W(h)ine Day, where you whine while drinking wine.

14. Is your family more into holiday 5Ks or holiday mimosas?

The most important question. Ever.

Flirty & Festive Puns

15. I was trying to come up with a holiday-themed opener, but I don't think *yule* like it.

But they will smile a little. Or sigh.

16. Your tree looks bland... Can I spruce it up?

I'm sure it's a really nice tree!

17. Your style really sleighs me.

Ho-ho-hold it — where did you get those jeans?

18. Don't be home alone — come over and watch it with me.

I'm (Macaulay Culk)in it to win in.

19. Not looking to tie the knot, but I can be naughty and nice.

OK fine. We can get married five minutes after matching.

20. I don't know about soulmates, but I'd love to be your solstice date.

It is the longest night of year.

21. I'm not Frosty, but your profile is making me melt.

Black ice isn't the only thing that'll bring you to your knees.

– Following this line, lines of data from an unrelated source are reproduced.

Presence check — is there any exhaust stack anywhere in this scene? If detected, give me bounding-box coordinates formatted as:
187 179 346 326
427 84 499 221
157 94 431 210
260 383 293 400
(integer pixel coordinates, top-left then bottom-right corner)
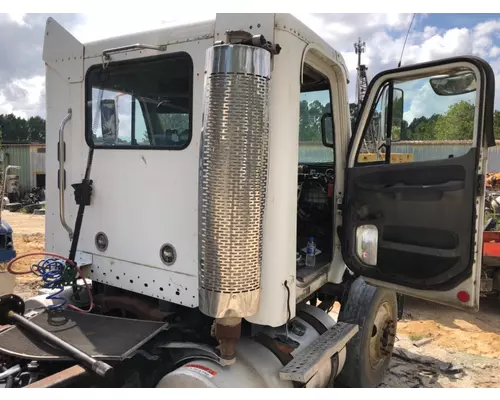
198 43 271 321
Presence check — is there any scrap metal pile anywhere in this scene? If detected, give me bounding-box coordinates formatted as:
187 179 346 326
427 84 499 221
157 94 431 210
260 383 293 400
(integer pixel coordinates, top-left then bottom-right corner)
485 173 500 221
3 187 45 215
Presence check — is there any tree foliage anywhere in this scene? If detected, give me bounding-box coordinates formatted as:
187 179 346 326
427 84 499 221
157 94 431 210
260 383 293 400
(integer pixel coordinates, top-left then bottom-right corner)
434 101 476 140
307 99 500 142
0 114 45 143
299 100 331 142
2 99 500 145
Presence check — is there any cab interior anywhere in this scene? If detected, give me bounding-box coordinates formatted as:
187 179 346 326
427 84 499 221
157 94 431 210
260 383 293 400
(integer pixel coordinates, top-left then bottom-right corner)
296 63 335 285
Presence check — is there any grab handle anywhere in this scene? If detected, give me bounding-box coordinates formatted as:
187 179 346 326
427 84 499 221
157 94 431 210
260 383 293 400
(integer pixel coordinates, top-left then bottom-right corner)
59 108 73 240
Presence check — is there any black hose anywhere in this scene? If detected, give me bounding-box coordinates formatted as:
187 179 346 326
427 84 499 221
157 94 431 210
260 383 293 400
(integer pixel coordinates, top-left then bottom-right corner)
68 148 94 262
284 280 291 323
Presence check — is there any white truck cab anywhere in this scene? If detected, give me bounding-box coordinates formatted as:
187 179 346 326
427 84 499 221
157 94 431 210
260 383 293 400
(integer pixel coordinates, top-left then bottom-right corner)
0 12 492 389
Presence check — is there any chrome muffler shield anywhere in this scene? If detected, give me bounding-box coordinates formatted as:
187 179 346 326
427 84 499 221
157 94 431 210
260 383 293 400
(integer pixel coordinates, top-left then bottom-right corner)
199 44 271 318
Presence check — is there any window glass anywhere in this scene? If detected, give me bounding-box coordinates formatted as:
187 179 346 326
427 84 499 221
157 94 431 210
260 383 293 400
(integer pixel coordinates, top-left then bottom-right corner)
299 89 334 164
86 53 193 149
357 67 477 164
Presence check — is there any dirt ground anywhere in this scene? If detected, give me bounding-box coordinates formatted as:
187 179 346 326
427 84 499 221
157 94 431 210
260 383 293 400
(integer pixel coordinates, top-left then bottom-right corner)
381 296 500 388
1 210 500 388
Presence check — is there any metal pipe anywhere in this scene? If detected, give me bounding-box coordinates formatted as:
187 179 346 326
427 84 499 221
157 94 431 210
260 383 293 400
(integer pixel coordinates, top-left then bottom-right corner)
59 109 73 240
8 311 113 379
0 165 21 222
102 44 166 60
0 364 20 380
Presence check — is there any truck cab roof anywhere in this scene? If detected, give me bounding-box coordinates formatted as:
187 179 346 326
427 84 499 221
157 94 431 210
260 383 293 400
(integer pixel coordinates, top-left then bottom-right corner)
80 13 349 82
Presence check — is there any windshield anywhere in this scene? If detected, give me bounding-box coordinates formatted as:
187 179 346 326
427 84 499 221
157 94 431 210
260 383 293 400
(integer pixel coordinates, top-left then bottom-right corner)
298 89 334 164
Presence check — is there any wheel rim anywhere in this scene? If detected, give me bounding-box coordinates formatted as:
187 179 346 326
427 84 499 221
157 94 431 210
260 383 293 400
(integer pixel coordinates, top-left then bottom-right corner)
369 301 396 370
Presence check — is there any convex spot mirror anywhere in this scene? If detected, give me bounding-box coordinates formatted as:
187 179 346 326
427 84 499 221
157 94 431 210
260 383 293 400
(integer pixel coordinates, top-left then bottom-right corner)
321 112 334 148
430 71 477 96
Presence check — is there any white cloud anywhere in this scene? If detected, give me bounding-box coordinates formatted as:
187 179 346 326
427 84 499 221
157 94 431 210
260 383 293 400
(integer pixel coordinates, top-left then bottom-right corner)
402 80 476 123
7 13 27 25
0 76 44 118
70 13 215 43
300 14 500 110
2 13 500 120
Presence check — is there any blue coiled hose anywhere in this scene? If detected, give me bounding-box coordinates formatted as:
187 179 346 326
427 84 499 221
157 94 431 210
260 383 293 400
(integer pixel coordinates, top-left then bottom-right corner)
32 258 67 310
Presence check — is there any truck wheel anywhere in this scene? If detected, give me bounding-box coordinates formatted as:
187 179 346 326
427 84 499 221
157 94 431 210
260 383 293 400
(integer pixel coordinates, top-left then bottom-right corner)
336 277 397 388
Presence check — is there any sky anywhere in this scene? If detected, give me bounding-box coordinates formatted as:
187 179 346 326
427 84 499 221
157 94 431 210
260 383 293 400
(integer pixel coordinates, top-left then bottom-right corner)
1 12 500 121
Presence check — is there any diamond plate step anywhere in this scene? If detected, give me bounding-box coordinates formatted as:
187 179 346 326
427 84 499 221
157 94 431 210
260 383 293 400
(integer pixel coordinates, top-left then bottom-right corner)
279 321 359 383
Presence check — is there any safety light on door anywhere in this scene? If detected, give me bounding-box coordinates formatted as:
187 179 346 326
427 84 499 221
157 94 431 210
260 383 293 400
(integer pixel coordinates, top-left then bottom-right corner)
355 225 378 266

22. I was waiting for you to message me, but I guess I'll get the (snow)ball rolling.

You're welcome.

23. I hope you're looking for something longer than eight nights, because I've got a latke love to give.

I love you from your head to your potatoes.

24. I matched with you in the (St.) Nick of time.

Now is a gift. That's why it's called the present.

25. Jingle bells? More like single-and-ready-to-mingle bells.

I'm ready to go all the way.

Red Hot Icebreakers

26. Santa's busy. Can I sit on your lap and tell you what I want?

I promise it's not a pony.

28. Maybe after Kwanzaa, I could take you out for seven nights of celebration.

You're not a snack, you're a harvest celebration feast.

29. My New Years Resolution is to find a reason to delete this app.

Do you think I can do it?

30. The things I want to do with you would land us both on the naughty list.

It will feel really nice, though!

27. Do you mind if I screenshot your first photo? I want to show Santa exactly what I want for Christmas.

Frankly, I want your dog... but you'll do.

31. Hanukkah may be over, but I can still light your fire.

For eight nights, and maybe more.

32. Do you want to get laid under the tree with care?

I'm really good at wrapping.

33. Wrapping all these presents is putting me in a giving mood.

Do you feel like receiving?

34. Who needs naughty and nice? You're on my to-do list.

Don't worry, you can still be naughty and nice.

35. Do you have NYE plans yet? We could really make this year go out with a bang.

I promise I won't drop the ball.

Rapid Fire This Or That

36. Halloween or Christmas?

Between candy and presents, we’ll take the presents.

37. PSL or peppermint mocha?

Nothing beats those Starbucks red cups!

38. Elf or Home Alone?

“Buddy, you're more of an elf than anyone I ever met. And the only one I would want working on my sleigh tonight.” ;)

39. Christmas Day or Christmas Eve?

Christmas Eve because you still have Christmas day to look forward to.

40. Team Real Tree or Fake Tree?

It’s Team Fake Tree for us.

41. Frosty the Snowman or Rudolph the Red-Nosed Reindeer?

Rudolph. Who doesn’t love a good underdog story?

42. Sugar cookies or gingerbread?

You can eat sugar cookies year round. The holidays are all about gingerbread.

43. The Nightmare Before Christmas: Halloween movie or Christmas movie?

A classic debate. However, Jack Skellington is the Pumpkin King of Halloween Town so...

44. Eggnog or hot cocoa?

The correct answer is marshmallows.

45. “All I Want For Christmas Is You” or “Last Christmas”?

Toughie. But we have to give it to the Queen of Christmas.